Столовая, кухня, даже терраса — все было овеяно воспоминаниями о его матери. Самые ничтожные предметы, которые он случайно находил, разные привычки, от которых пришлось сразу отказаться, — все напоминало ее. Это превратилось в настоящее помешательство; он перестал говорить о ней и с каким-то стыдливым упорством скрывал свои непрерывные терзания, это постоянное общение с ушедшей. Он дошел до того, что избегал произносить имя той, которая преследовала его, и можно было поверить, что он постепенно забывает мать и вовсе не думает о ней, а между тем не проходило минуты, чтобы какое-нибудь воспоминание не пронзало болью его сердце. Одна Полина взглядом угадывала все, что происходило в его душе. Тогда он начинал лгать, клялся, что погасил лампу в двенадцать часов ночи, или уверял, будто был занят какой-нибудь воображаемой работой, и если к нему приставали с расспросами, выходил из себя. Его комната была единственным убежищем, где он уединялся и чувствовал себя спокойнее; в этих стенах он вырос и мог предаваться своему горю, не боясь, что кто-нибудь посторонний будет свидетелем его страданий.
С первых же дней он попробовал выходить из дому и возобновить свои далекие прогулки. Так, по крайней мере, он мог избавиться от молчания угрюмой служанки и от тяжелого зрелища, какое представлял собой прикованный к креслу отец, не знающий, чем занять свои руки. Но теперь Лазар чувствовал непреодолимое отвращение к ходьбе: ему было скучно на воздухе, и скука его доходила до отвращения. Его раздражало вечно волнующееся море, упрямый прилив, дважды в день заливавший берег, эта чуждая его горю бессмысленная сила, которая многие века разрушала все те же камни и ни разу не оплакала ни одной человеческой жизни. Окружающий мир был слишком велик, слишком холоден, и он спешил в дом, чтобы запереться в комнате, где не чувствовал себя таким ничтожным, таким затерянным среди этого необъятного моря и необъятного неба. Единственным уголком, который его привлекал, было кладбище, окружавшее церковь; правда, мать его лежала не здесь, но он думал о ней с большой нежностью и находил тут странное успокоение, несмотря на свой ужас перед небытием. Могилы словно дремали в густой траве, у церковной ограды росли тисы, слышалось посвистывание морских куликов, носившихся над водной гладью. Там он сидел, забывшись, целыми часами, не читая даже на могильных плитах имена давно умерших, стертые временем и дождями.

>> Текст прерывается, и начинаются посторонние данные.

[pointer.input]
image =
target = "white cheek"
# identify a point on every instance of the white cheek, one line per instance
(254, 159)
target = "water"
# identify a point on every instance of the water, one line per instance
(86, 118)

Если бы еще Лазар верил в потусторонний мир, если бы мог надеяться, что когда-нибудь увидит своих близких за этой непроницаемой черной стеной! Но и такого утешения у него не было. Он был убежден, что жизнь человеческая кончается безвозвратно и после смерти каждый растворяется в вечном круговороте жизни. То было глубокое возмущение его «я», которое не хотело умирать. Какое счастье начать новую жизнь где-то там, среди звезд, вместе с родными и друзьями! Как сладостно думать умирая, что ты вернешься к тем, кого любил когда-то! Как отрадны были бы поцелуи свидания и как безмятежна новая жизнь для тех, кто стал бессмертным! Он жестоко страдал от всех благочестивых обманов, к которым религия прибегает из жалости, чтобы скрыть от малых сих страшную истину. Нет, все кончится со смертью, никто из любимых нами не воскреснет, мы расстанемся навсегда. О, навсегда, навсегда!.. Это страшное слово уносило его мысли в беспредельную пустоту.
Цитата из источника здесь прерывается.